Each pregnancy produced both shared and distinct effects on the brain, with patterns differing between first and second pregnancies.

Elseline Hoekzema, head of the Pregnancy Brain Lab at Amsterdam UMC, said: “With this, we have shown for the first time that the brain not only changes during the first pregnancy, but also during a second. During a first and second pregnancy, the brain changes in both similar and unique ways. Each pregnancy leaves a unique mark on the female brain.”

Milou Straathof, a researcher who analysed the data, said: “It appears that during a second pregnancy, the brain is more strongly altered in networks involved in reacting to sensory cues and in controlling your attention. These processes may be beneficial when caring for multiple children.”

The researchers also found a link between brain changes and the bond between mother and child, which was more pronounced during a first pregnancy than a second. They also observed associations between structural brain changes and peripartum depression, a form of depression that can occur during pregnancy or after birth, in both first and second pregnancies.

This provides the first evidence that changes in the cortex, the brain’s outer layer, during pregnancy are linked to maternal depression.

For women who became mothers for the first time, this link was especially visible after childbirth.
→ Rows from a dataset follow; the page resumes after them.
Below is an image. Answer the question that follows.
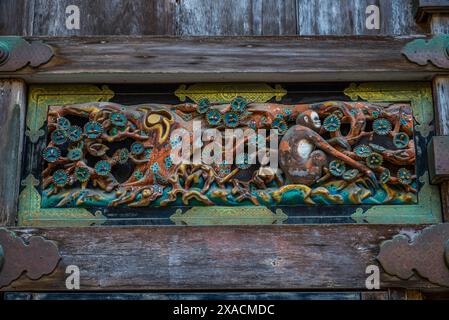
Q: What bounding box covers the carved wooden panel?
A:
[20,84,439,224]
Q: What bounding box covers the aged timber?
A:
[0,80,25,226]
[0,36,447,83]
[2,225,437,291]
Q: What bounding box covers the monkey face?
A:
[298,139,313,160]
[296,110,321,131]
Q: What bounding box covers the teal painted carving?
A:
[344,82,441,224]
[402,34,449,69]
[41,97,417,210]
[0,37,54,72]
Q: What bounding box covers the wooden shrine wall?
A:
[0,0,429,36]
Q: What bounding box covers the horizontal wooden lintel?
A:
[0,36,448,83]
[1,225,438,291]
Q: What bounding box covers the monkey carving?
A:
[279,110,377,186]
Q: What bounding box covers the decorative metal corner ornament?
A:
[0,228,61,288]
[377,223,449,287]
[0,37,54,72]
[402,34,449,69]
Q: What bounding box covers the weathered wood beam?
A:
[415,0,449,23]
[423,8,449,221]
[2,225,438,291]
[0,80,26,226]
[0,36,447,83]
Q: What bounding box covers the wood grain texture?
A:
[430,13,449,34]
[433,76,449,222]
[296,0,427,35]
[0,80,26,226]
[2,225,435,291]
[176,0,297,36]
[0,36,444,83]
[30,0,174,36]
[0,0,34,36]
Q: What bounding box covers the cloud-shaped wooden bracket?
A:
[402,34,449,69]
[0,37,54,72]
[377,223,449,287]
[0,228,61,288]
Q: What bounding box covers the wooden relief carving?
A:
[42,97,417,208]
[0,228,61,288]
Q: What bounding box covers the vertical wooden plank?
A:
[33,0,175,36]
[0,0,34,36]
[297,0,426,35]
[430,14,449,222]
[176,0,297,36]
[433,76,449,221]
[0,80,25,226]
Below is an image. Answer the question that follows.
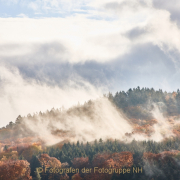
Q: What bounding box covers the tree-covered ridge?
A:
[0,87,180,180]
[107,87,180,119]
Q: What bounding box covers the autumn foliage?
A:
[0,160,32,180]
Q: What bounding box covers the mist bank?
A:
[13,97,180,145]
[0,64,103,127]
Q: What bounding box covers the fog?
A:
[21,97,179,145]
[0,65,103,127]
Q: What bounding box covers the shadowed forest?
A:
[0,87,180,180]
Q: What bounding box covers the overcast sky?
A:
[0,0,180,126]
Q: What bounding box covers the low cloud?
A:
[0,65,103,126]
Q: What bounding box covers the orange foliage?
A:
[72,157,89,169]
[39,154,61,168]
[72,173,83,180]
[0,160,32,180]
[93,152,133,168]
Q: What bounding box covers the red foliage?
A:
[93,152,133,168]
[39,154,61,168]
[72,173,83,180]
[143,150,180,164]
[72,157,89,169]
[0,160,32,180]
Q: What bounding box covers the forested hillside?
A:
[0,87,180,180]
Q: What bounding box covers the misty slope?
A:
[0,87,180,145]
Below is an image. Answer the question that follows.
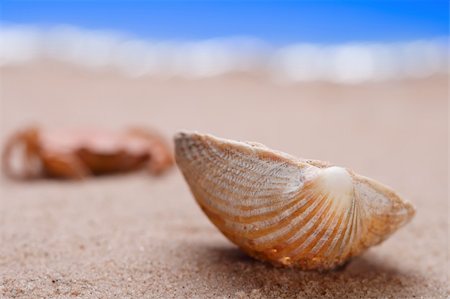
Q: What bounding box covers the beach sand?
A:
[0,61,450,298]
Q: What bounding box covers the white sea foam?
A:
[0,26,449,83]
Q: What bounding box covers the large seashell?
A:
[175,133,415,270]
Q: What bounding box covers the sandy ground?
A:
[0,62,450,298]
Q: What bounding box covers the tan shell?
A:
[175,133,415,270]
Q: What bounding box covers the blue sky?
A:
[0,0,449,44]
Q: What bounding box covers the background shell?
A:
[175,133,414,269]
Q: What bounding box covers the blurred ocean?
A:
[0,25,449,83]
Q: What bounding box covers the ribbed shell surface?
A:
[175,133,414,270]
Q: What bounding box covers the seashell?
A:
[175,133,415,270]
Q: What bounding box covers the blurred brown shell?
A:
[175,133,415,270]
[2,127,174,179]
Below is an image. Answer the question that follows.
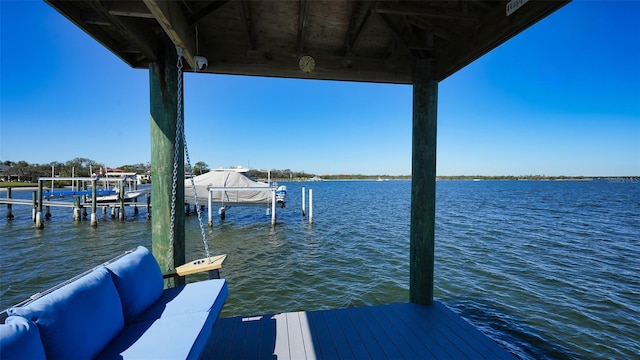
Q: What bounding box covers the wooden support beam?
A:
[296,0,311,55]
[143,0,196,69]
[149,39,185,283]
[409,59,438,305]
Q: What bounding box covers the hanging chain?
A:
[182,128,212,263]
[168,47,212,276]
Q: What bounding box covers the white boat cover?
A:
[184,169,275,205]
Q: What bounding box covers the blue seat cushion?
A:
[98,312,216,359]
[0,316,46,360]
[135,279,229,322]
[8,266,124,359]
[107,246,164,323]
[98,280,228,359]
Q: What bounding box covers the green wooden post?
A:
[149,41,185,285]
[36,180,43,229]
[118,180,124,221]
[31,190,38,223]
[7,187,13,220]
[91,179,98,227]
[409,59,438,305]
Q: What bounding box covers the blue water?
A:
[0,181,640,359]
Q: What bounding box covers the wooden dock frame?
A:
[149,39,438,305]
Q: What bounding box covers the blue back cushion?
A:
[0,316,46,360]
[107,246,164,323]
[8,266,124,359]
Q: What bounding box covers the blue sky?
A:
[0,0,640,176]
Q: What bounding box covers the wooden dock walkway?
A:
[203,302,515,360]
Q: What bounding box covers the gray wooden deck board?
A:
[203,302,515,359]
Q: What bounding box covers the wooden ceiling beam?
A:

For women having their second child, it was particularly apparent during pregnancy.

The researchers said: “This knowledge can help to better understand and recognise mental health problems in mothers. It is important that we understand how the brain adapts to motherhood.

They added that the findings could support better care for mothers, including the prevention and treatment of postnatal depression. Although most women experience pregnancy once or multiple times, scientists are only beginning to understand how it affects the brain.